Sleep Disturbance in Alcoholism: Proposal of a Simple Measurement, and Results from a 24-Week Randomized Controlled Study of Alcohol-Dependent Patient

Sleep disturbance symptom (SDS) is commonly reported in alcoholic patients. Polysomnography studies suggested that acamprosate decreased SDS. We assessed this hypothesis by using data of a randomized controlled trial. As a secondary objective, we suggested and tested the validity of a simple measurement of SDS based on the Hamilton depression and anxiety inventory subset.

We re-analysed a multi-center study evaluating the efficacy of acamprosate compared with placebos on alcohol-dependent patients in concentrating on SDS change in time. The Sleep sum score index (SAEI) was built from check-lists on adverse effects reported at each visit and constituted our main endpoint.

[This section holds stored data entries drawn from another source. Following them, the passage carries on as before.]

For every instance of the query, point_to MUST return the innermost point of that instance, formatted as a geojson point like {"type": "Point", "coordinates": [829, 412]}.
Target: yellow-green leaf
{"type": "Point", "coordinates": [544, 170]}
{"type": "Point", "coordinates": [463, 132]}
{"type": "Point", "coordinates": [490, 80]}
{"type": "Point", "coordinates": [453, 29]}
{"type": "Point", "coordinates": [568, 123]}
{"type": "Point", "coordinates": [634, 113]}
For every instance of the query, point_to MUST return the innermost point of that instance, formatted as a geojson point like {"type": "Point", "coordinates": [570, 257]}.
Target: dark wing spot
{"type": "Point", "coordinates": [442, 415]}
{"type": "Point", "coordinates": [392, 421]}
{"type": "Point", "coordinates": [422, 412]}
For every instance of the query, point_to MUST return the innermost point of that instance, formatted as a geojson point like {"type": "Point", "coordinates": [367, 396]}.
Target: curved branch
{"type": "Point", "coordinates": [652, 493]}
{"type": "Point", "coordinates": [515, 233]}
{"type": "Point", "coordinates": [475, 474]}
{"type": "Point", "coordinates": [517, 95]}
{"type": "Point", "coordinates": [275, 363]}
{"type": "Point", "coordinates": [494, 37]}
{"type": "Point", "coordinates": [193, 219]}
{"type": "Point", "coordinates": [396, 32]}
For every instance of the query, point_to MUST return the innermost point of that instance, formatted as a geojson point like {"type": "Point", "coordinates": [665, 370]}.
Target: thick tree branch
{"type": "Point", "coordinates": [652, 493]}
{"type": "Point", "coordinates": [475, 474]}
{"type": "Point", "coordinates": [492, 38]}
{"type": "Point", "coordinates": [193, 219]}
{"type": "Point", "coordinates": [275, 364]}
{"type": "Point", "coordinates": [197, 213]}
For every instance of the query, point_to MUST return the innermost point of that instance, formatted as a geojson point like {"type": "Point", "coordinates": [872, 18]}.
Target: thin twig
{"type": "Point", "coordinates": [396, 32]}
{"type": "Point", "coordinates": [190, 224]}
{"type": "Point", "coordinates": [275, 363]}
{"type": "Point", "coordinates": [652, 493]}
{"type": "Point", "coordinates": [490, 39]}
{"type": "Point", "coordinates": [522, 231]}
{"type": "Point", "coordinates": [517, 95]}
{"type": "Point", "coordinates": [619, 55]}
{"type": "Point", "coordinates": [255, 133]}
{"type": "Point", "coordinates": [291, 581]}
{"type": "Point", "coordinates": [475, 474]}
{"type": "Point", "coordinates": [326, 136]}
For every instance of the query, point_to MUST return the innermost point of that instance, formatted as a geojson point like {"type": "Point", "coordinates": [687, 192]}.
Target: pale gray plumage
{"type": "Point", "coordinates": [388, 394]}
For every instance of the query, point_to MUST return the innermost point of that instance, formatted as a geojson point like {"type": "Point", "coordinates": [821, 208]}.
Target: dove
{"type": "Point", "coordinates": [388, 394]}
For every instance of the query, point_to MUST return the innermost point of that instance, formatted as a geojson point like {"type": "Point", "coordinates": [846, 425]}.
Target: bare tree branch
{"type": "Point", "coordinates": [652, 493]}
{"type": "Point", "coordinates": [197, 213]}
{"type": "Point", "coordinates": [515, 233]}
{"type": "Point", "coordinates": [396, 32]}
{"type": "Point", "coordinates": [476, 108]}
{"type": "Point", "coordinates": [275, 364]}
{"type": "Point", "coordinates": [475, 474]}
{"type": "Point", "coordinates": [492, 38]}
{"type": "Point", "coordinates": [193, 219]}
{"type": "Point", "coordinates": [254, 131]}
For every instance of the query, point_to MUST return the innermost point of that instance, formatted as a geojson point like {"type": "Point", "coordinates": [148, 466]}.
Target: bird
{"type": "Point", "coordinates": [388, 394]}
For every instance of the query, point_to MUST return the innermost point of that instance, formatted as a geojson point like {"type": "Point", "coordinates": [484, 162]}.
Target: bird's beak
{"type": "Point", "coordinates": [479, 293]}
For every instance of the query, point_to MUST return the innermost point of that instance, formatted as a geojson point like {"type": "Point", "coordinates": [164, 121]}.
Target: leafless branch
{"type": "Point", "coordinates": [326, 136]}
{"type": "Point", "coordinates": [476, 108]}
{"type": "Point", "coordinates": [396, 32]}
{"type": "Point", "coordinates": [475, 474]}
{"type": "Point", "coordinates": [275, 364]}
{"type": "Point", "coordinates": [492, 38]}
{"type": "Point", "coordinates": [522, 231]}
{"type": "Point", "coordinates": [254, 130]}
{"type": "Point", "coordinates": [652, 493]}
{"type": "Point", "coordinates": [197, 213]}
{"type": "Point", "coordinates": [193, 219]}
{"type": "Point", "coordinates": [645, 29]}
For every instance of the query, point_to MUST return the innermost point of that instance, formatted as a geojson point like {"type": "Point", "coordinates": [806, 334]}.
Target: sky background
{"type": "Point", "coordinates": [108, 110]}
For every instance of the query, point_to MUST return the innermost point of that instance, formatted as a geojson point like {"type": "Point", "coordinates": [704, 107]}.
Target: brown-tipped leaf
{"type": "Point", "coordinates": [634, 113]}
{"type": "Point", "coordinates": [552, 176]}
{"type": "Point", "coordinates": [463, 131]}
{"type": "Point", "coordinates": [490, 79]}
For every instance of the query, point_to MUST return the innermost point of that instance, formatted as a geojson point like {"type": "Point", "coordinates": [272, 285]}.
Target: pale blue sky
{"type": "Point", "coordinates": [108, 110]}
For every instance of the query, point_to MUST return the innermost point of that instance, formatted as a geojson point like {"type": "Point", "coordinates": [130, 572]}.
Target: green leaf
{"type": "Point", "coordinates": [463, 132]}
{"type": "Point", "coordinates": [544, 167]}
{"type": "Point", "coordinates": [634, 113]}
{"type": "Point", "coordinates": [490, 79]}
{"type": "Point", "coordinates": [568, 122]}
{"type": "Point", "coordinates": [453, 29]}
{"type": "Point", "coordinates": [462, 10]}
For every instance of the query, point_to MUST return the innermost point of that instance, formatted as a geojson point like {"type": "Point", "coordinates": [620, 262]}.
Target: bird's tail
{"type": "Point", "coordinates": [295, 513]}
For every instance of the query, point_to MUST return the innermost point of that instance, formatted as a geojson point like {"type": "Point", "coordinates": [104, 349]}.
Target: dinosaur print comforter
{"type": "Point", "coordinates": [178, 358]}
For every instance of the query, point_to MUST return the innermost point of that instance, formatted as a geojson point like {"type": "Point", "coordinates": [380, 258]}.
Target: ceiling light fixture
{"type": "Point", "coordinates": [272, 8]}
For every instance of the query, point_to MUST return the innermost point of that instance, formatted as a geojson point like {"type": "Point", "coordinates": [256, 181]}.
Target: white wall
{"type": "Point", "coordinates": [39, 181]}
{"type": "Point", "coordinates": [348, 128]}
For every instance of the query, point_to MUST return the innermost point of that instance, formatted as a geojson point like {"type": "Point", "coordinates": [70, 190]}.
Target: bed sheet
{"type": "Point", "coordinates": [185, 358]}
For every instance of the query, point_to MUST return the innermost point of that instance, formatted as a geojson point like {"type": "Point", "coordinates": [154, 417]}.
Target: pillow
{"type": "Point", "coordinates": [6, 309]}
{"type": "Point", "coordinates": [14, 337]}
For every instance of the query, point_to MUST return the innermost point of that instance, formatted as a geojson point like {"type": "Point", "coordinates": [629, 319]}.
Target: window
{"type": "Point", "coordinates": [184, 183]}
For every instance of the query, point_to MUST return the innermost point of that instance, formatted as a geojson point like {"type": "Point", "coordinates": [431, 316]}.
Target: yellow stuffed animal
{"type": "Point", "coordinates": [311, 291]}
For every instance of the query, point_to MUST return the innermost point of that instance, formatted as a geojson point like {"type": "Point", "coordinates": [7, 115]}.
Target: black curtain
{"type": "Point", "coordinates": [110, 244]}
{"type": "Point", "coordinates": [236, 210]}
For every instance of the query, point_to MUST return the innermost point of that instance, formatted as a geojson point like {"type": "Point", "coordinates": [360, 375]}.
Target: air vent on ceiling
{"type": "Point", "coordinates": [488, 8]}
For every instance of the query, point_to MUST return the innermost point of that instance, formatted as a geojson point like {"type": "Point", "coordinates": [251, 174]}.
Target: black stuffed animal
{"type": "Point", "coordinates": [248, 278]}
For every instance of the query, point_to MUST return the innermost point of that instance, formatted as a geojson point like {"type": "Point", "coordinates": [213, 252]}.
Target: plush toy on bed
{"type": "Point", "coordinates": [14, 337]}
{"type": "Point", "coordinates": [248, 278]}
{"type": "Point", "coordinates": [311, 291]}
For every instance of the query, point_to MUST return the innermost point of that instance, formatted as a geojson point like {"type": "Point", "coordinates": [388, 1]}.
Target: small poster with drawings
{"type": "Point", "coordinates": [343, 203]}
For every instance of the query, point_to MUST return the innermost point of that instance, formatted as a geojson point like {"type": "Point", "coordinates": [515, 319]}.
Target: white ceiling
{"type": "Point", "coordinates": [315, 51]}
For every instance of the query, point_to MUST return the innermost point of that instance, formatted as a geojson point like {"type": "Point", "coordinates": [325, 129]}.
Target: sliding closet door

We also tested the validity of the short sleep index (SSI) defined by the four sleep items of the Hamilton depression and anxiety scales. Statistical analyses were conducted on an intention to treat basis.

A total of 592 patients were included, and 292 completed the 6-month trial. Compared with SAEI considered as our reference, the observed specificity and sensitivity of SSI were 91.6 and 87.6%. From 40.2% of patients experiencing SDS at baseline, this proportion decreased until 26.1% at M6 in the placebo group and 19.5% in the acamprosate group (relative risk placebo/acamprosate = 1.49, 95% confidence interval 1.10, 1.98, P = 0.04).

Treating alcoholic patients to enhance abstinence has a beneficial effect in reducing SDS, and the duration of abstinence during the treatment constitutes the main positive factor. An additional effect of acamprosate is conjectured from its effect on the glutamatergic tone. The SSI constitutes a simple, reasonably sensitive and specific instrument tool to measure SDS.